Las arcaicas, anacrónicas y totalmente prescindibles diputaciones no salen de las urnas, pues son elegidas indirectamente a partir del resultado municipal y su presidente es designado después por el dedo de quien manda en el partido ganador.

La batalla de Lugo ha surgido por los movimientos de Raquel Arias, que han llevado a algunos a pensar que Feijóo y su lugarteniente Alfonso Rueda están detrás. Si fuese así, la situación del PP gallego sería mucho más desesperada de lo que parece, ya que no tiene ningún sentido que diesen esa batalla antes de tiempo y menos todavía que la mantuviesen cuando ha saltado a la opinión pública. Más bien parece una iniciativa de Arias y sus partidarios, frente al vacío que genera la ausencia de Barreiro, ahora concentrado en su carrera en el partido en Madrid, donde, sin embargo, su posición se ha visto limitada por su implicación en la operación Pokémon.
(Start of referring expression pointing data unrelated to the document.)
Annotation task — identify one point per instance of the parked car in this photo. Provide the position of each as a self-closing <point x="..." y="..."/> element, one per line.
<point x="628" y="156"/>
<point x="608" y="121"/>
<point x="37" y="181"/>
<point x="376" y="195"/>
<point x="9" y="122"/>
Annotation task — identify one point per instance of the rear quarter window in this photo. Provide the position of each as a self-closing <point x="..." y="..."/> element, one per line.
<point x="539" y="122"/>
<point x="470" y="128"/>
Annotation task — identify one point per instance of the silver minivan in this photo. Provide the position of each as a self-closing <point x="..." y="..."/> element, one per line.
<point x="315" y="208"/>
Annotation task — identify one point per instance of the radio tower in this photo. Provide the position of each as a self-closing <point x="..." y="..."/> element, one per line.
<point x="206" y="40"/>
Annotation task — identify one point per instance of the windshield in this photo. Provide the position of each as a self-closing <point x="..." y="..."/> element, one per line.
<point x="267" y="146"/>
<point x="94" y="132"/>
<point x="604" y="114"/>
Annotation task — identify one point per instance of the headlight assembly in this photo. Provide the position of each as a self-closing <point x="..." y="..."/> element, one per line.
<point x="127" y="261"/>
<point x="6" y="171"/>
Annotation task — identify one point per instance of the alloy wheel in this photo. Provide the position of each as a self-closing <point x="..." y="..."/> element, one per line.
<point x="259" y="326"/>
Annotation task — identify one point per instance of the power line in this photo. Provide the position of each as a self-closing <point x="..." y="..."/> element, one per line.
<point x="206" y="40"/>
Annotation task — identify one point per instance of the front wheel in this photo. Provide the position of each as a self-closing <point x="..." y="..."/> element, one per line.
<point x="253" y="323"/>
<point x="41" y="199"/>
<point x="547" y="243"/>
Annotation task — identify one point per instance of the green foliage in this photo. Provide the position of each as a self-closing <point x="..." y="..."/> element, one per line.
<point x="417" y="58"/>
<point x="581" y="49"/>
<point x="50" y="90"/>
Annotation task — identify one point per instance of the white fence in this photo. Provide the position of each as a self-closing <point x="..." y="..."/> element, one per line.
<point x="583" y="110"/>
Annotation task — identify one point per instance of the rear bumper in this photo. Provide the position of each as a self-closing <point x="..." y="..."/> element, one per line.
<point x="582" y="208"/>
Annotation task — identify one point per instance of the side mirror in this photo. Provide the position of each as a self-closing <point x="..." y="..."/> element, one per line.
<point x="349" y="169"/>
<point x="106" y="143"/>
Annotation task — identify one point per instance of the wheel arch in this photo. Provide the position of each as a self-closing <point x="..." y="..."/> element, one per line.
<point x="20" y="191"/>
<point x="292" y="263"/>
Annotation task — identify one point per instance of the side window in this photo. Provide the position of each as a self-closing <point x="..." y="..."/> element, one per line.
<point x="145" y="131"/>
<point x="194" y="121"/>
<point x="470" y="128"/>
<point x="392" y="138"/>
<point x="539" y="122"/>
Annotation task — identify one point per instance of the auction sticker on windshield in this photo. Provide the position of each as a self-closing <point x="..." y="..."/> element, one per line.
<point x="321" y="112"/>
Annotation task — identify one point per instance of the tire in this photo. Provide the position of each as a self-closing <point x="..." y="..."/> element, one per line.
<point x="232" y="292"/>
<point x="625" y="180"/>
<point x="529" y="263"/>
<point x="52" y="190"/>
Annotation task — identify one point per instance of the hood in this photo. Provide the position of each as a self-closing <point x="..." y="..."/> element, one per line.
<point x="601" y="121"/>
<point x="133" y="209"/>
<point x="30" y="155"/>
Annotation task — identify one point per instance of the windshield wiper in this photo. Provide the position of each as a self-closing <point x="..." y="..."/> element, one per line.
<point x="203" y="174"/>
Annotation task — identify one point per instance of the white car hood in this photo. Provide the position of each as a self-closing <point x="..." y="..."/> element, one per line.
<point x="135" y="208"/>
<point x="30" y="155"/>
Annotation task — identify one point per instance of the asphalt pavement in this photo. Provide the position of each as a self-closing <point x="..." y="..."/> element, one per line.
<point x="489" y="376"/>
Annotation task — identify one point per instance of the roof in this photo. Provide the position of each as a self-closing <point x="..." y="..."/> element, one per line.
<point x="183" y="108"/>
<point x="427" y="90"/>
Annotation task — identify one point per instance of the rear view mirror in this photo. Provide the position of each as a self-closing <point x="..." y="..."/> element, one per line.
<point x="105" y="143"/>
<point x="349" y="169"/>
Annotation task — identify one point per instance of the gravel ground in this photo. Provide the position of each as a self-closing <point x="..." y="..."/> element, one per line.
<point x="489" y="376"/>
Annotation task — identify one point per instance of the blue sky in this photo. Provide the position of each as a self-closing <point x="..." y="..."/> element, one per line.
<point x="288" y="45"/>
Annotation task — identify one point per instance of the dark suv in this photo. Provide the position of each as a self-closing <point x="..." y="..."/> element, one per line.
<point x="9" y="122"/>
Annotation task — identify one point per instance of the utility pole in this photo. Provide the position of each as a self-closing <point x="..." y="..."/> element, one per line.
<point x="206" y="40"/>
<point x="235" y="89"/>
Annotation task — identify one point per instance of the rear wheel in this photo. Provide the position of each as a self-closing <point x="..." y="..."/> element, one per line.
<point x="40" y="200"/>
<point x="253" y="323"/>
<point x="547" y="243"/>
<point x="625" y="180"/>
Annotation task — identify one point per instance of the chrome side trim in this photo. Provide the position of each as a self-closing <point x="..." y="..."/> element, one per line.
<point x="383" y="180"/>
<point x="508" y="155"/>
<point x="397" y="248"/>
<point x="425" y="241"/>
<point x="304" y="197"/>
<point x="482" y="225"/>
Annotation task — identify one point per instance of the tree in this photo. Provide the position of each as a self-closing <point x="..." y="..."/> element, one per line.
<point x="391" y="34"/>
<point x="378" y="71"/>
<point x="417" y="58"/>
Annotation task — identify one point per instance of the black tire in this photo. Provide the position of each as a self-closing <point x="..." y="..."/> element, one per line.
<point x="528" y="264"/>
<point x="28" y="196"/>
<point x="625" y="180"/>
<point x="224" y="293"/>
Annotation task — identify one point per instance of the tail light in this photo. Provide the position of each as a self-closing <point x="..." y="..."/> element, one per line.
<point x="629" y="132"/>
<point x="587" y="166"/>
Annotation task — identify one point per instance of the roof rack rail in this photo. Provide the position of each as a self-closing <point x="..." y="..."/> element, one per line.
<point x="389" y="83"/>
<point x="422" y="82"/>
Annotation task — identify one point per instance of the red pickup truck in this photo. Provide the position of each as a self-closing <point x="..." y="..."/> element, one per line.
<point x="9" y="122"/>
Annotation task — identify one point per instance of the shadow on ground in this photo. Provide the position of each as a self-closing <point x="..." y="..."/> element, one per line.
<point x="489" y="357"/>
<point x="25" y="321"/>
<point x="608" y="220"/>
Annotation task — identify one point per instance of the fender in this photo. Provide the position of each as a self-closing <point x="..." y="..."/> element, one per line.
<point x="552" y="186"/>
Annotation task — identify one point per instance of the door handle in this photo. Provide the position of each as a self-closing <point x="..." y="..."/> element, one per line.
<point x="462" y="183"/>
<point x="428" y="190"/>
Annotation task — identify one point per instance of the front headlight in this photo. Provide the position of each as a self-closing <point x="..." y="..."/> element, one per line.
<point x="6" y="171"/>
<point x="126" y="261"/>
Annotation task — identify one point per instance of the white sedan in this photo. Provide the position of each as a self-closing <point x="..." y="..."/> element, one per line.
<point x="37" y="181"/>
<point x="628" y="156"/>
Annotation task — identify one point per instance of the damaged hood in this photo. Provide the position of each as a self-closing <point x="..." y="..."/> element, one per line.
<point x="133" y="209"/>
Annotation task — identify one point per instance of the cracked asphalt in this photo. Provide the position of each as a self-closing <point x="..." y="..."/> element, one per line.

Barreiro cuenta desde hace tiempo con el apoyo con Rueda. Con Feijóo, con quien competió por suceder a Fraga, siempre tuvo una relación complicada, aunque últimamente daba la impresión de que ambos se necesitaban más que nunca, en la dificultad. Pero los lugartenientes de Barreiro, con el secretario provincial Balseiro a la cabeza, no disfrutan de esas mismas bendiciones por parte de la cúpula del partido en Galicia.